Local Server GPU Benchmarks

And autocast and gradscaler come from the amp package: Automatic Mixed Precision package - torch.cuda.amp — PyTorch 1.11.0 documentation. Thanks for doing the digging @VishnuSubramanian

For HF accelerate you can use this code here, which I wrote for a blog.

1 Like

I did some comparisons on Colab vs local 3090 in another thread. Here’s a link (Colab model learning speed - #2 by matdmiller) if you’re interested. Colab performance varied greatly depending on if you get assigned a K80 vs T4. The OP was trying to figure out why his Colab performance varied significantly from day to day. I am running locally on Ubuntu 18.04 w/ Docker for fast.ai on a machine I built about 5 years ago and recently upgraded w/ a 3090.
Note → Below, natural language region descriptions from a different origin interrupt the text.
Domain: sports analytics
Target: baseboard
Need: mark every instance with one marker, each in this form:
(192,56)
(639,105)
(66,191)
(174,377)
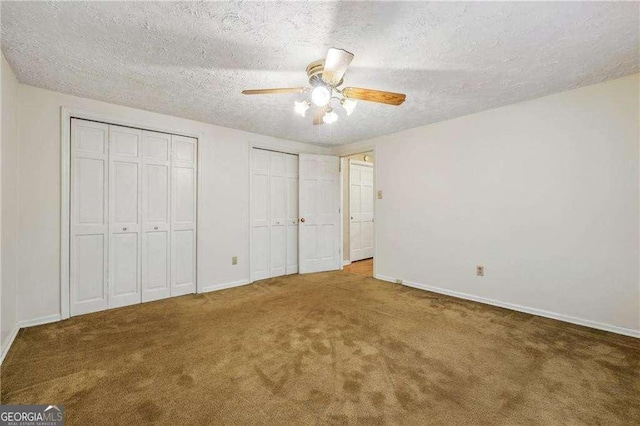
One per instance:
(39,321)
(9,341)
(215,287)
(514,307)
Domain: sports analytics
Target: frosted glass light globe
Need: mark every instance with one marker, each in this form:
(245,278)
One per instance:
(320,96)
(330,117)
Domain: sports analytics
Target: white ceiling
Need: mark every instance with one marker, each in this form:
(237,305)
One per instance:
(193,59)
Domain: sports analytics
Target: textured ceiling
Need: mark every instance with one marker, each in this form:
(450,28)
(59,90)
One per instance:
(193,59)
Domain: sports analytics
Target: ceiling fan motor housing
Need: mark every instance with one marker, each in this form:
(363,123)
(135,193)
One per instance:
(314,72)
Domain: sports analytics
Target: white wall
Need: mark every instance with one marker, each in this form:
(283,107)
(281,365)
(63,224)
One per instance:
(9,203)
(544,194)
(224,200)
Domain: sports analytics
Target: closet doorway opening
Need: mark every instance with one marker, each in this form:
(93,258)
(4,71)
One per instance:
(358,199)
(128,214)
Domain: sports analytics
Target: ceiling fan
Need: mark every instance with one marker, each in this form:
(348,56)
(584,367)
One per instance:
(325,76)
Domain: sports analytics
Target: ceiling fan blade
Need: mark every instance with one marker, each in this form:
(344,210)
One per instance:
(318,114)
(273,91)
(374,95)
(335,65)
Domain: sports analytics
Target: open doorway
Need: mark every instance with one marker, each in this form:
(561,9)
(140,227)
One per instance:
(358,194)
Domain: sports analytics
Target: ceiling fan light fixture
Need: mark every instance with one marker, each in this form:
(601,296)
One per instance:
(320,96)
(330,117)
(349,105)
(301,107)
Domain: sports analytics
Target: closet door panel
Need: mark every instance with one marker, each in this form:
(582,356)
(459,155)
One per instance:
(277,214)
(292,214)
(156,210)
(184,184)
(125,216)
(89,267)
(183,215)
(89,226)
(260,243)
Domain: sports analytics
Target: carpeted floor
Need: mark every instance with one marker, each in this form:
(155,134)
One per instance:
(360,267)
(329,348)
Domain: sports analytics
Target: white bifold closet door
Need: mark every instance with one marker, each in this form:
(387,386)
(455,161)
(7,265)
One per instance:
(361,199)
(183,215)
(89,213)
(133,216)
(319,213)
(274,214)
(125,216)
(156,215)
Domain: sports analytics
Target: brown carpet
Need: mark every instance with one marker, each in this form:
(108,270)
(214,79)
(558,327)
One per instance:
(330,348)
(360,267)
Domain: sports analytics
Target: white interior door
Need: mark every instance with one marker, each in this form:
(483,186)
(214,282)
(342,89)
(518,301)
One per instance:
(125,216)
(361,198)
(89,217)
(156,219)
(319,241)
(183,215)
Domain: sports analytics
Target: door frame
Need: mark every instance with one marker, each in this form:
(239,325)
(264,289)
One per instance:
(344,163)
(66,114)
(365,164)
(263,147)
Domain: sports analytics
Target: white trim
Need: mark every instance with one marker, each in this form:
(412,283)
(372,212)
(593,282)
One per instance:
(25,324)
(198,210)
(360,163)
(514,307)
(249,222)
(342,212)
(216,287)
(39,321)
(8,342)
(66,114)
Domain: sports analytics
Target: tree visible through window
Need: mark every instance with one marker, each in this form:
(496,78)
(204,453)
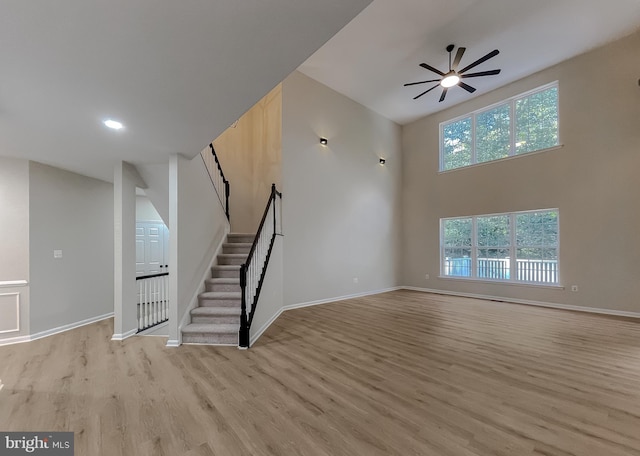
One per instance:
(520,247)
(488,134)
Thanks for this @FourMoBro and @VishnuSubramanian. I have been meaning to get around benchmarking my system I built on a 3090 a while back for DL. Will run this soon and update my results soon! :slight_smile:

1 Like

Please don’t at-mention the forum admins except for things that can only be addressed by those specific people (e.g. where some administrative issue needs to be addressed).

4 Likes

And just in case anyone’s interested, here are the numbers for a Xeon E5-2665 8C/16t @ 2.40GHz + 64GB DDR3 + 1070ti (Dell T3600). :sweat_smile:

BTW, It did not complain about to_fp16() even though it’s a 1070ti.

EDIT: fixed the earlier version with finetune (thanks @FourMoBro !) and added numbers for IMDB.

2 Likes

Yes, it will not complain. We will not be able to observe much boost in performance but it’s a handy trick if you want to increase the batch size.

2 Likes

Thanks for that tip! It actually improved the times quite a bit and I was able to double the batch size from 32 to 64 without blowing the VRAM on the 1070 ti

IMDB classifier fp16 - (bs=64)

epoch train_loss valid_loss accuracy time
0 0.464539 0.408723 0.813080 02:39
epoch train_loss valid_loss accuracy time
0 0.272241 0.224532 0.910240 05:28
2 Likes

Speaking of performance,
I’ve built a Tensor class that supports RAW files, but now every training takes 60 times more slower… Given that the learner gets the same tensor batches and shapes (but with more digits in it), I can only tell that the difference begins with the files’ size. A JPG file of 960x960 would weigh 900KB, while a RAW file of ~3000x~5000 would weigh 16MB.

Could this really be the reason why the learner class takes longer to finish epochs?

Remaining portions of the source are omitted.